Edwards on the God Centeredness of God 6

THE END FOR WHICH GOD CREATED THE WORLD

Now, if the creature receives ALL from God, entirely and perfectly, how is it possible that it should have any thing to add to God to make him in any respect more than he was before, and so the Creator become dependent on the creature? (Jonathan Edwards, The End for Which God Created the World)

This powerful point by Edwards deserves much mediation of human souls as they should reflect on this as to how the glory of God shines in it and also how this should humble souls into great depths. Each creature receives all from God and that makes it impossible for the creature to add anything to God and to do anything for God. Whatever it is that the creature is to do in terms of service for God the creature must receive from God in the first place. Whenever the creature tries to serve God in its own strength, it is not serving God at all but is instead serving self out of pride. But even then, if we think deeply on the matter, the creature cannot lift an arm or take a breath apart from the sovereign God granting and giving it.
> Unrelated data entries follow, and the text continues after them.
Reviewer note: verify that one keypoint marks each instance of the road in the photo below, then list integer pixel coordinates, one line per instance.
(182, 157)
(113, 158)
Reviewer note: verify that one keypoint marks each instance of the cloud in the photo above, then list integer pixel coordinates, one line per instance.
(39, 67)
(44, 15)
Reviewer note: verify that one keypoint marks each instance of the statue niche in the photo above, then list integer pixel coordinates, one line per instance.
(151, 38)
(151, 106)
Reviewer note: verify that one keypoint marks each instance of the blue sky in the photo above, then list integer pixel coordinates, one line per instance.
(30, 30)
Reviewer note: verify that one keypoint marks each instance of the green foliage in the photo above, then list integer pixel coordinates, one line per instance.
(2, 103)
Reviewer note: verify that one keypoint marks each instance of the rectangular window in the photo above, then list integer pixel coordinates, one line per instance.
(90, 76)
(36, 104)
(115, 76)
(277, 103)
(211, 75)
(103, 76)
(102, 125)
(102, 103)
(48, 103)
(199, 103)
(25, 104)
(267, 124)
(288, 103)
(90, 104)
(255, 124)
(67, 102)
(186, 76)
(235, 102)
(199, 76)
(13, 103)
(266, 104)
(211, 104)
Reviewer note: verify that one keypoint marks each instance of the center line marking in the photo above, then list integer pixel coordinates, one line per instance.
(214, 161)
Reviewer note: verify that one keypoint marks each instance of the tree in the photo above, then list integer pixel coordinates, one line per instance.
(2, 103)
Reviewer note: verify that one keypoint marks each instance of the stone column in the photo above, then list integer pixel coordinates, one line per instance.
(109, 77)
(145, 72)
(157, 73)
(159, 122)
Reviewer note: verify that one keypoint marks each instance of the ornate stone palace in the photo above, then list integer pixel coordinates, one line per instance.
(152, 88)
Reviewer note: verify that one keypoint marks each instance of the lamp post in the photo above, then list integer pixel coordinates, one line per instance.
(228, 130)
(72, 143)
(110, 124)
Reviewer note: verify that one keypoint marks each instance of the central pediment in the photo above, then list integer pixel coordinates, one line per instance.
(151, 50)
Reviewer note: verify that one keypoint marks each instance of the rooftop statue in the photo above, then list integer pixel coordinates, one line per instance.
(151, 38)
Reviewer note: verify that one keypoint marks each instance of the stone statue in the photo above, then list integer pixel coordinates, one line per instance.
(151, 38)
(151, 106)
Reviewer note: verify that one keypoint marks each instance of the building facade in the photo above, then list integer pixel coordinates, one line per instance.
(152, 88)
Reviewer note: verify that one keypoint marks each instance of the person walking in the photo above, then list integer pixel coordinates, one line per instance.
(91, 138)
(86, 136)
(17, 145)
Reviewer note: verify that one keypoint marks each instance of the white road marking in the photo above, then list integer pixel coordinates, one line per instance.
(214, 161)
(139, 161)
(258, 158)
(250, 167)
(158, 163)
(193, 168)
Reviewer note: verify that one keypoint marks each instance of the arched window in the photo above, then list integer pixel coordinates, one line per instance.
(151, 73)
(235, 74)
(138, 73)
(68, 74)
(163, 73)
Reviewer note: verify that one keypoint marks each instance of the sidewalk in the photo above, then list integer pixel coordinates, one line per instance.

Acts 17:22 So Paul stood in the midst of the Areopagus and said, “Men of Athens, I observe that you are very religious in all respects. 23 “For while I was passing through and examining the objects of your worship, I also found an altar with this inscription, ‘TO AN UNKNOWN GOD.’ Therefore what you worship in ignorance, this I proclaim to you. 24 “The God who made the world and all things in it, since He is Lord of heaven and earth, does not dwell in temples made with hands; 25 nor is He served by human hands, as though He needed anything, since He Himself gives to all people life and breath and all things; 26 and He made from one man every nation of mankind to live on all the face of the earth, having determined their appointed times and the boundaries of their habitation, 27 that they would seek God, if perhaps they might grope for Him and find Him, though He is not far from each one of us; 28 for in Him we live and move and exist, as even some of your own poets have said, ‘For we also are His children.’ 29 “Being then the children of God, we ought not to think that the Divine Nature is like gold or silver or stone, an image formed by the art and thought of man.
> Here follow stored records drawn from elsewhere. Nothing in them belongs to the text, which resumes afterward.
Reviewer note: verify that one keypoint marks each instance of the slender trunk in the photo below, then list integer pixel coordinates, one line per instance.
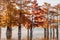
(28, 35)
(57, 33)
(31, 33)
(53, 33)
(19, 32)
(50, 33)
(9, 33)
(0, 33)
(47, 33)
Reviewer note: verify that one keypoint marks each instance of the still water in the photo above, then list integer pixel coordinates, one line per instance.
(38, 34)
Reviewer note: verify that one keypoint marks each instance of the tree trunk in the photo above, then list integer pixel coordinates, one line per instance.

The passage in Acts 17 starts with Paul telling the religious people of Athens that they worshipped in ignorance. Their ignorance of the true God, as Paul goes on to state, is that they thought God could be served by human hands and they treated Him as if He needed things. Instead of that, however, Paul declares that the true God “Himself gives to all people life and breath and all things.” This should shatter any thought that human beings can add anything to God or do anything for God. The sovereign God who is eternal, all-powerful, and completely self-sufficient has no need at all for anyone to fill. He has created all things with nothing other than Himself and He is the one who upholds all things with nothing other than Himself. How can it be, then, that anyone can think that God needs a frail human being to do something for Him? How can it be a rational thought that a frail human being with breath in his nostrils can do the smallest thing for God?
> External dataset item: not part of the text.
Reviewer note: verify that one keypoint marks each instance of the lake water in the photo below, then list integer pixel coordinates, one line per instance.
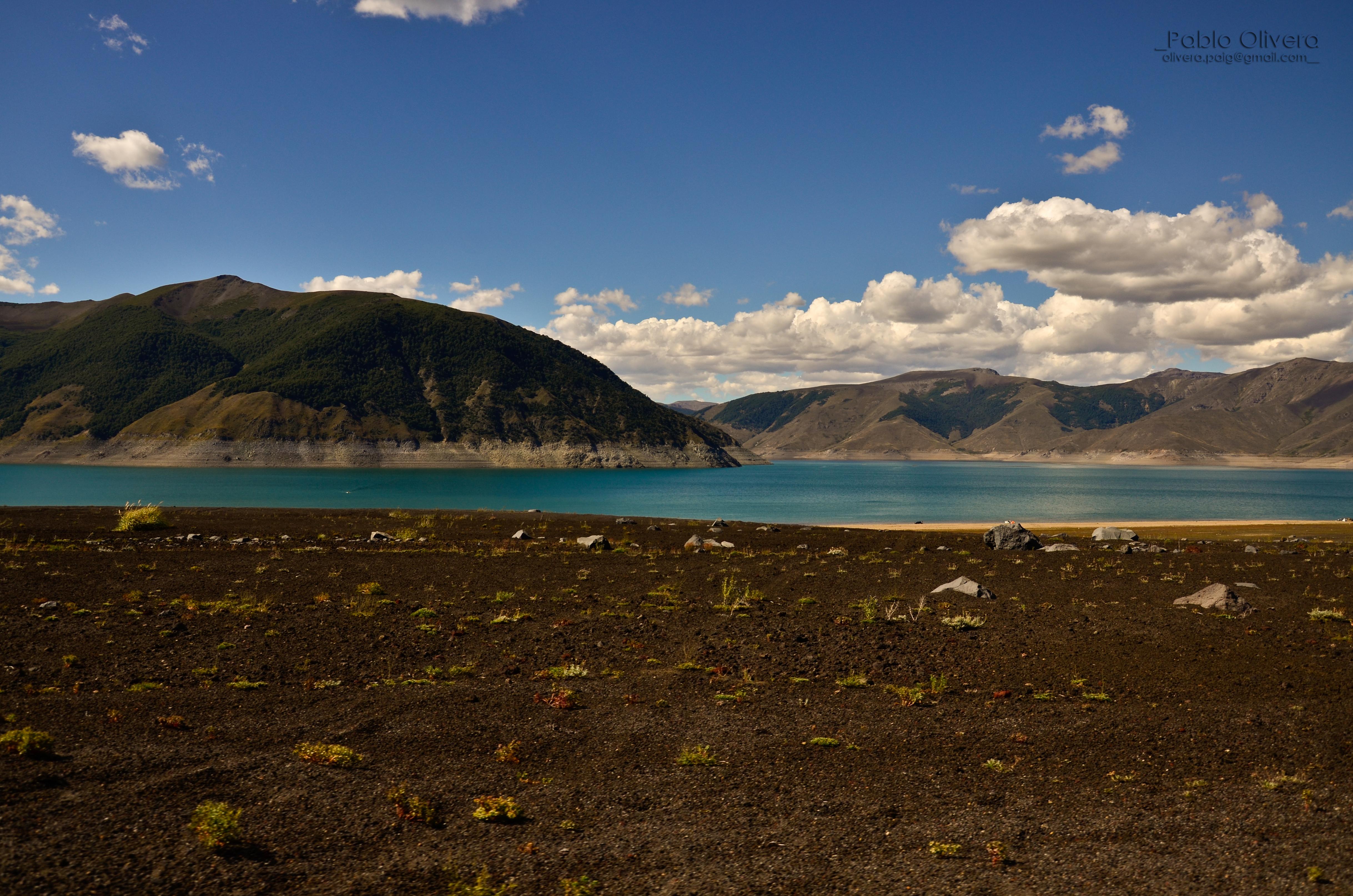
(788, 492)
Paul goes on to say that “in Him we live and move and exist.” He then goes on to say that we should not think that “the Divine Nature is like gold or silver or stone, an image formed by the art and thought of man.” The God that people were ignorant of in the days of Paul is also the God that people are ignorant of in the modern day. A person that thinks that s/he can do anything for God is a person that is ignorant of the true God. There is no need to tone things down or be politically correct on this matter; a person that thinks that God can be served is a person that is ignorant of the true God. The true God had a purpose in creating the world and it was not to create in order to have people do things for Him that He could not do for Himself. Instead of that, God created human beings in order to manifest Himself as all-sufficient. It is nothing but ignorance and pride that leads people to think that they can serve God and do things for God. The true God sits supreme in the heavens with no need of anything or anyone at all. He must have created all things for His own glory and His own good pleasure.